In the face of India’s 100 percent tariff on Harleys, the company in 2011 opened a local assembly plant sourcing U.S. parts. Indeed, India plays a role in manufacturing H-D’s less-expensive bikes for much of the global market. The company will do the same in Thailand. That plant, in Rayong province, southeast of Bangkok, will open in 2018, and like the Indian plant will reportedly assemble U.S.-built parts. It will also pave the road for Harley’s tariff-free entry into the 10 members of the Association of Southeast Asian Nations.
As industry expert Ryan Felton said, “The 100 percent tariff sounds drastic, but there’s far more to it than meets the eye.”
Harley-Davidson has been less successful in attempting another route to the global market: acquisition. In 2008, just before the recession, it bought Italian sport bike maker MV Augusta for $109 million. Critics called it a match made in hell, an attempt to merge the unmergeable lighter and faster sport-bike category with the beefy cruisers for which Harley is famous. They were apparently right. When new CEO Keith Wandell arrived in 2009, he ordered staff to dump the MV Augusta. They did, selling it back to Claudio Castiglioni, its former owner—for nothing. The following year, Wandell shut down Buell, a Wisconsin-based sport-bike maker Harley had acquired in 2006. Wandell said the sport-bike properties blurred Harley’s American-made, man-in-black, big-engine image and faced brutal competitors in the global market.
But Wandell left the company—beefier, more global and more profitable—in 2015. His successor, Matt Levatich, the bike-riding exec who met with Trump in February, is ready to try global acquisitions again. This time it’s Ducati, an Italian bike maker that was once only about super-fast sport-bikes but has recently gone head-to-head with Harley.
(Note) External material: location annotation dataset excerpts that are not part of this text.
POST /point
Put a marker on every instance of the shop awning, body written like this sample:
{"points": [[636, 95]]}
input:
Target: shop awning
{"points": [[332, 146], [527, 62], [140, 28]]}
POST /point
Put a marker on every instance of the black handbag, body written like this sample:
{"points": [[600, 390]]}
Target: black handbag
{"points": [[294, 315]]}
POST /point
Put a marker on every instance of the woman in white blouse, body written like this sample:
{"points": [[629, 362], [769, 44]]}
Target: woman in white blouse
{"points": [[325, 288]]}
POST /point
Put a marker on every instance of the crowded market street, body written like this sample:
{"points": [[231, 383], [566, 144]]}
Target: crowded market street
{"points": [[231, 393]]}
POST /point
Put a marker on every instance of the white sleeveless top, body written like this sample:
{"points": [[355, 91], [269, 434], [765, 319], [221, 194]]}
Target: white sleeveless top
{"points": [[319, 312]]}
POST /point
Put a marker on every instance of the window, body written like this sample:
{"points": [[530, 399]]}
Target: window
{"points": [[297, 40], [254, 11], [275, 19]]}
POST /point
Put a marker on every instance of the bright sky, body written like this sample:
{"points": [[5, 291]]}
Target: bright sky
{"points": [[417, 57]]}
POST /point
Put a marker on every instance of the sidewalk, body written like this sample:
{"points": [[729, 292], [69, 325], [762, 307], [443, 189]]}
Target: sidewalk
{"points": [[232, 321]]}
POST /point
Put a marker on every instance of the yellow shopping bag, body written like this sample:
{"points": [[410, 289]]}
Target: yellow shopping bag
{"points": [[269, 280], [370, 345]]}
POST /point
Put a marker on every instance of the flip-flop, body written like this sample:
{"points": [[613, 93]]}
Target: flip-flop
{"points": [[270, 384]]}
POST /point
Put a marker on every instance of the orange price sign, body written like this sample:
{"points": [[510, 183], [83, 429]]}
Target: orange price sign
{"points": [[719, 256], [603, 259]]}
Ducati’s move into heavy cruisers was controversial. “Purists will be pissed, Ducati will probably sell a ton of these, and old rich guys will finally be able to solve that mid-life crisis dilemma of choosing between a sexy import performance brand and, well, a Harley,” observed an industry expert.
Harley would like to resolve that uncomfortable choice by owning both brands, announcing its bid for the company, valued at $1.5 billion. Harley isn’t saying why it’s ready to take on Ducati and did not respond to requests for comment on the deal. Access to foreign markets? Ducati’s cutting-edge technologies? Short-term memory loss vis-à-vis Buell and MV Augusta?
The move has many perplexed. “Harley has chosen to remain fairly single-minded since the recession in its pursuit of its big-bore bikes,” said investor website Motley Fool. “A Ducati purchase would amount to a significant divergence from that path.”
“Divergence from the path?” Please. The Ducati deal may fail, but fear of failure ain’t part of the Harley-Davidson brand. Reflecting on second quarter earnings per share that down throttled 4.5 percent to $1.48 compared to $1.55 in the same quarter the previous year, Levatich on July 18 remained upbeat. “Our long-term strategy, focused on building the next generation of Harley- Davidson riders, is our true north. Our new product investment is one pillar of our long-term strategy to build riders globally and we are energized by the strength of our model year 2018 motorcycles coming later this summer.” If you’re a gambler, put your money on the manufacturer whose iconic American motorcycle will one day be chiseled into a granite cliff in South Dakota.